Brenna Eller: For those who don’t know, where can students go for help involving sexual harassment?

Jake Gunden: Students and employees with questions or concerns regarding sexual harassment, discrimination, sexual misconduct, stalking, and/or intimate partner violence are encouraged to contact me in person, by phone, or by email to learn about the various rights and options available to them regarding such behavior. My office is located on the main floor of the Parker Student Union, behind the Information Counter. Additional information is also available on the HutchCC public website, within the College’s Equal Opportunity, Harassment, and Nondiscrimination Policy and Procedures, and in our online student training program “Not Anymore” that is available through Learning Zone.

BE:  Can the victim of harassment remain anonymous or do you need a name in order to help

him/ her?

JG: Students and employees are welcome to make an anonymous inquiry or report through the HutchCC TIPS portal, which can be found in the footer of every webpage, as well as the HutchCC Campus Safety & Equity homepage. TIPS is secure, easy to use, and is compatible with both Android and iOS devices. To learn more about TIPS, students are welcome to check out the helpful TIPS FAQ sheet. The type of response or action the College can provide to anonymous TIPS reports, however, may be limited. So, in addition to TIPs, students and employees are always welcome to speak with me in person to learn about general rights, resources, and options, before choosing to disclose specific information to me. They may also choose to meet with one of our licensed counselors, who, due to their roles with the College, are able to maintain confidentiality. After hearing about available options, students may then opt to reveal details to me about the behavior they may be encountering. As I typically share in discussions with both students and employees, there are often non-disciplinary interventions available to those who wish to remain anonymous (aka without

the other party knowing who made the report). Disciplinary-based responses, however, typically cannot be anonymously undertaken.

BE: What is the college’s definition of sexual harassment?

JG: At present, HutchCC policy defines sexual harassment as “unwelcome, sexual or gender-based verbal, written, online, and/or physical conduct.” Under the same policy, “Sexual harassment creates a hostile environment, and may be disciplined when it is sufficiently severe, persistent/pervasive, and objectively offensive that it has the effect of unreasonably interfering with, denying or limiting employment opportunities or the ability to participate in or benefit from the university’s educational, social and/or residential program, and is based on power differentials (quid pro quo), the creation of a hostile environment, or retaliation.”

The U.S. Dept. of Education’s Office for Civil Rights is currently undertaking a review of previous

guidance and regulation, however, which could result in the need to alter or update HutchCC’s own definitions.

BE: Do you believe that catcalling is a form of sexual harassment? Is it an issue brought up a lot here?

JG: Unwanted sexual or suggestive comments – depending on the specific content, its frequency, and severity – can be sexual harassment or can rise to the level of sexual harassment.
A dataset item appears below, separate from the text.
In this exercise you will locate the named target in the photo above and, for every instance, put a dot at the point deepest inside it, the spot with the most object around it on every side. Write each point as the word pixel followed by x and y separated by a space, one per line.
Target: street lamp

When those comments result in the creation of a hostile environment for the recipient, such comments may even result in potential disciplinary action.

As with most anything, the details of the behavior are critical to any such assessment. Regardless of the severity or pervasiveness of the statements, however, my office, along with the Coordinator of Campus Safety, take reports of such behavior seriously and will seek to find remedies for a reporting party when we learn of such unwanted behavior. The key step, for students and employees, is to help bring the concerns to our attention by reporting.

BE: If someone were to say they didn’t get the help they wanted from their issue, what would

they need to do next?

Response and remedial options are incident specific and are based in part on the type of behavior reported, the frequency and severity of the alleged behavior, the potential intervention desired by the reporting party, and the short- and long-term safety of both the reporting party and the campus community. They may also be impacted by the type of intervention, if any, previously attempted or the history of the person committing the alleged behavior. As with initial concern, a critical component of a HutchCC response is continued communication with me if problems persist. In certain instances, there may be outside agencies through which additional options are available.